Ergebnisse: In Studie 1 haben 13 teilnehmende Reha-Einrichtungen 629 Fälle akquiriert und vollständig dokumentiert, wovon für 255 Patienten und 72 Bezugspersonen ausgefüllte Fragebögen zur prä-post-Messung vorlagen. Die Rücklaufquoten (RQ) lagen bei 41,3 bzw. 30,1%. In 60 Fällen lagen parallele Ergebnisse für Patienten und Bezugspersonen vor. Pro Patient wurden im Mittel 6,1 therapierelevante Beschwerdenklassen ausgewählt, am häufigsten die der Mobilität (Gangsicherheit, Gehen in Innenbereich, Treppensteigen, Gehen im Außenbereich) sowie die für Schmerzen mit Anteilen von 50 bis 70%. Die Reliabilität der Scores ist gut und die Scores einzelner Leistungsaspekte von Patienten und Bezugspersonen korrelieren hoch miteinander.

In Studie 2 haben 12 teilnehmende Einrichtungen 464 Fälle vollständig dokumentiert, wovon für 201 Patienten und 9 Bezugspersonen Fragebögen zur prä-post-Messung vorlagen (RQ: 44,6%, 15,5%). Die Ergebnisse aus Studie 1 zur Auswahl der Beschwerdenklassen sowie zur Reliabilität und Validität der Instrumente konnte repliziert werden.

Diskussion: Das Konzept eignet sich, die Ergebnisqualität patientenspezifisch valide und reliabel zu messen. Auch die alternative Befragung von Bezugspersonen hat sich bewährt. In beiden Studien wurden übereinstimmend gute Ergebnisse der Messeigenschaften gefunden.

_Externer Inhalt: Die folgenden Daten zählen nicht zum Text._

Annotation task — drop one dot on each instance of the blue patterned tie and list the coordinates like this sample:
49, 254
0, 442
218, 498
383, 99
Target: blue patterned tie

Das Verfahren hat sich für Patienten wie für Einrichtungen als praktikabel erwiesen.

Die berichteten Ergebnisse basieren auf den Auswertungen der am häufigsten ausgewählten Beschwerdenklassen. Weitere Erhebungen erfolgen derzeit, so dass auch die bisher nicht geprüften Instrumente überprüft werden können.

Praktische Implikationen: Das Messverfahren kann als bundesweit verpflichtendes Benchmark-Verfahren verwendet werden. Das Konzept der individualisierten Ergebnisqualitätsmessung lässt sich auch auf andere inhomogene Indikationsbereiche übertragen. Der Ansatz eignet sich zudem für die einrichtungsübergreifende Qualitätssicherung sowie zur Messung langfristiger Behandlungserfolge durch zusätzliche Follow-Up-Erhebungen.